Познакомил меня с Никольским Валерий Брюсов. Он же дал мне письмо к Буренину, и утром 4 октября я отправился на Надеждинскую, где в бельэтаже жил пресловутый критик. Мне хотелось узнать от него что-нибудь о Фете. В передней увидел я красного дерева прекрасный ампирный шкап; слуга провел меня в маленькую приемную. Минут через десять зашаркали туфли, и показался Буренин. Для семидесяти двух лет он был весьма моложав; конечно, он красился. Старческого в его наружности только походка: он казался немного разбитым на ноги. Говорят, Буренин за всю жизнь не выпил ни капли спиртных напитков. -- "Господин Садовской? Прошу". Буренин слегка картавил. В кабинете, куда он пригласил меня, лежала на спинке кресла котиковая шапка хозяина; на стенах выцветшие редакционные группы коршевских "Петербургских ведомостей" и "Голоса". На всем отпечаток неуютности и сиротства. Буренин усадил меня на диван: "Ну, как Брюсов, правда ли, что он ходит весь искусанный, исцарапанный?" Я выразил недоумение. -- "Он пишет, что женщины его кусают. А я сейчас начал пародию на него". Буренин прочел несколько стихов из тетради в клеенчатой обложке. Взошла седая дама; он вынул из стола пачку ассигнаций и молча передал ей. Фета Буренин лично не знал, но поэт писал ему три раза, благодаря за благосклонные отзывы о "Вечерних огнях".

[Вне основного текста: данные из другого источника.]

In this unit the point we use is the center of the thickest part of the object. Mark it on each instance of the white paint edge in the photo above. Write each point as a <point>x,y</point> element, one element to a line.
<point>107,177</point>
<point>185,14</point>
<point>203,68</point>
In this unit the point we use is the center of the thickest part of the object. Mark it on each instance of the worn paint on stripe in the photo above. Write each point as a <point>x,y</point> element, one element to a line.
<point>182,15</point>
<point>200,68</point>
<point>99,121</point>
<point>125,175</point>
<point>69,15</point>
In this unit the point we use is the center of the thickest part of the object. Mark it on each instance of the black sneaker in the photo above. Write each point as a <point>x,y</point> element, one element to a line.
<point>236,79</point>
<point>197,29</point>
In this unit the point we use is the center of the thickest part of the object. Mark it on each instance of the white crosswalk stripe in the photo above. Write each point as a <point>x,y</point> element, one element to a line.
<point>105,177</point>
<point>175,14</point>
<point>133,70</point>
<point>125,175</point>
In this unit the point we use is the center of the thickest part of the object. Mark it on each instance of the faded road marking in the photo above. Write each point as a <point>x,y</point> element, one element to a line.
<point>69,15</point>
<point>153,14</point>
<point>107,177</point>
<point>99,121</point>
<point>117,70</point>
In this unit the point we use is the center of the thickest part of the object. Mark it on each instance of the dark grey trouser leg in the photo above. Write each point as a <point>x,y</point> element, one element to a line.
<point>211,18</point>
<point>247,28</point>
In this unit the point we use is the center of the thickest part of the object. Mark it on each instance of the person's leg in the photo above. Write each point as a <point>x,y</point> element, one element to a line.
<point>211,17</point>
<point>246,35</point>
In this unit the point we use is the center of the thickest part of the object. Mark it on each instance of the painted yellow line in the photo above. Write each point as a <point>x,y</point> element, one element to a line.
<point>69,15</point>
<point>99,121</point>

У В. В. Розанова бывал я по воскресеньям. Он жил тогда на Коломенской. В кабинете иконы с лампадкой, большой бюст Пушкина; на подставке из черного бархата гипсовая посмертная маска Страхова. Несколько книжных шкапов и на отдельной полке все сочинения хозяина в красном сафьяне. За чайным столом у В. В. дышало провинцией, уездным уютом; казалось, сидишь не в Петербурге, а в Ардатове, не у литератора, а у педагога или чиновника. Варенье, котлеты от обеда, початый домашний пирог. В. В. набивает папиросы, посмеивается, пьет чай под тиканье часов.
При мне у Розанова бывали: балалаечник В. В. Андреев, всегда веселый, с наружностью доброго Мефистофеля, Ремизов, Кузмин, Сологуб с женой, художник Лукомский, поэты Пимен Карпов и Тиняков. Приходил беллетрист Добронравов и пел семинарским басом под рояль "Любви все возрасты покорны".
В. В. очень любил меня. Однажды обнял и с нежностью сказал: "Какой тоненький, настоящий поэт".